With virtually no planning two friends from Platte, SD, and I decided to do a mad dash from South Dakota to Lake Louise in Banff National Park in Alberta, Canada. After all, we were on summer break and had 7 days with no scheduled activities. Like the crazy 20 year olds we were, we packed our huge, heavy canvas tent, cooler, and other supplies for a week into my 1965 Mustang. We spent the first night in the Black Hills of SD, close to what was the Dinosaur Park. From there we drove to Yellowstone National Park where we camped in a place now closed to tent camping because of bears. And we did see a grizzly bear in the campground when we were there. The rangers brought a "bear trap" to the campground and put it about 100 yards from our tent. The trap was a very large steel culvert with a piece of meat on one end. The bear comes in one end of the culvert, pulls on the meat, and the door slams shut. They caught him! But honestly, we did not get much sleep that night.
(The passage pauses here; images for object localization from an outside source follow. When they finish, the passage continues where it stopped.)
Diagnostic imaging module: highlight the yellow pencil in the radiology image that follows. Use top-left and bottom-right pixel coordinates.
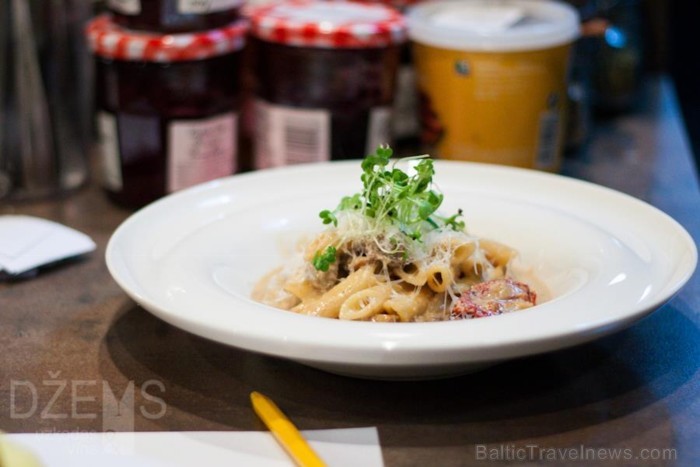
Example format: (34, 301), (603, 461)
(250, 391), (327, 467)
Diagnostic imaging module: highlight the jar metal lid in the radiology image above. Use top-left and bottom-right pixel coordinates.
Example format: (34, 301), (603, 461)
(247, 0), (407, 48)
(86, 15), (249, 62)
(107, 0), (246, 15)
(407, 0), (580, 52)
(361, 0), (424, 12)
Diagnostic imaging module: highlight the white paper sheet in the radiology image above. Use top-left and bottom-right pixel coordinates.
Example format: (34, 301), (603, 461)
(4, 428), (383, 467)
(0, 216), (95, 275)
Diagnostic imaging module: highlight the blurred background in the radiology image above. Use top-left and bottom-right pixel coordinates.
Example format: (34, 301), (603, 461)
(579, 0), (700, 172)
(0, 0), (698, 205)
(668, 0), (700, 172)
(95, 0), (700, 170)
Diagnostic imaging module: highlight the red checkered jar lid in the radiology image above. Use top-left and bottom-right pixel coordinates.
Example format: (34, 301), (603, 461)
(247, 0), (407, 48)
(86, 14), (249, 62)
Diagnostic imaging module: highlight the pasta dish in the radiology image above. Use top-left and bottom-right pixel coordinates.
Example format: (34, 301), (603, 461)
(253, 146), (538, 322)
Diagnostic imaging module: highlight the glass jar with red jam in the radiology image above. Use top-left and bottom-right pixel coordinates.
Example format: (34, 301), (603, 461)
(86, 15), (248, 208)
(247, 0), (407, 167)
(107, 0), (243, 33)
(364, 0), (425, 149)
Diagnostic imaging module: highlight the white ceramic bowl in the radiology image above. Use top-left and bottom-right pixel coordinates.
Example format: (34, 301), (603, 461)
(106, 161), (697, 379)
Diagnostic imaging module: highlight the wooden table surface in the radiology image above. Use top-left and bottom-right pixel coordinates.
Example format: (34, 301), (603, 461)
(2, 76), (699, 466)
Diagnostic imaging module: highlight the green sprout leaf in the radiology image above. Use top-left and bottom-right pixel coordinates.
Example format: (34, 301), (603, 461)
(319, 210), (338, 227)
(312, 246), (337, 272)
(442, 209), (466, 231)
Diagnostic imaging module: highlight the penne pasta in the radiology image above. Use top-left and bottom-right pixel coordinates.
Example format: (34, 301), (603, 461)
(384, 286), (433, 322)
(480, 239), (516, 268)
(294, 266), (378, 318)
(452, 241), (476, 266)
(339, 284), (392, 320)
(394, 261), (428, 286)
(425, 263), (453, 293)
(284, 280), (321, 303)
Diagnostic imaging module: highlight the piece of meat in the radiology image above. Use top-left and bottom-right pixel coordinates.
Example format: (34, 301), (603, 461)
(451, 278), (537, 319)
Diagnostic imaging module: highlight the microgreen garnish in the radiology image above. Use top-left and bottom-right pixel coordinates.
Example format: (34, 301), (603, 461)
(319, 209), (338, 227)
(312, 246), (337, 272)
(442, 209), (466, 231)
(318, 145), (465, 244)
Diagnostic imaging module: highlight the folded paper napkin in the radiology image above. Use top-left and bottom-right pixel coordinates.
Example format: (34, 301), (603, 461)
(0, 215), (96, 278)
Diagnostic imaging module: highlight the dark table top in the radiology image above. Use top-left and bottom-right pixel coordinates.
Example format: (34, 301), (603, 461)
(2, 76), (699, 466)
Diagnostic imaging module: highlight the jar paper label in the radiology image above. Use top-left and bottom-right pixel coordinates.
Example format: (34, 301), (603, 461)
(254, 100), (330, 169)
(366, 107), (392, 156)
(96, 112), (123, 191)
(167, 113), (237, 193)
(178, 0), (243, 14)
(392, 65), (420, 140)
(535, 110), (562, 169)
(107, 0), (141, 15)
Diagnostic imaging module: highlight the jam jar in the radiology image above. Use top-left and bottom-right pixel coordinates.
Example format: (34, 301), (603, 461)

From Yellowstone we drove to Glacier Park. It wasn't a pleasant drive, my Mustang did not like the exceedingly steep roads in the summer heat and my water temperature got too high. We ended up driving with the radiator cap off. I'm sure that's not a good thing. We apparently blew the thermostat, who knew? the downhill side was just as bad because I worried about my brakes overheating. I don't remember where we camped that night, probably too stressed out.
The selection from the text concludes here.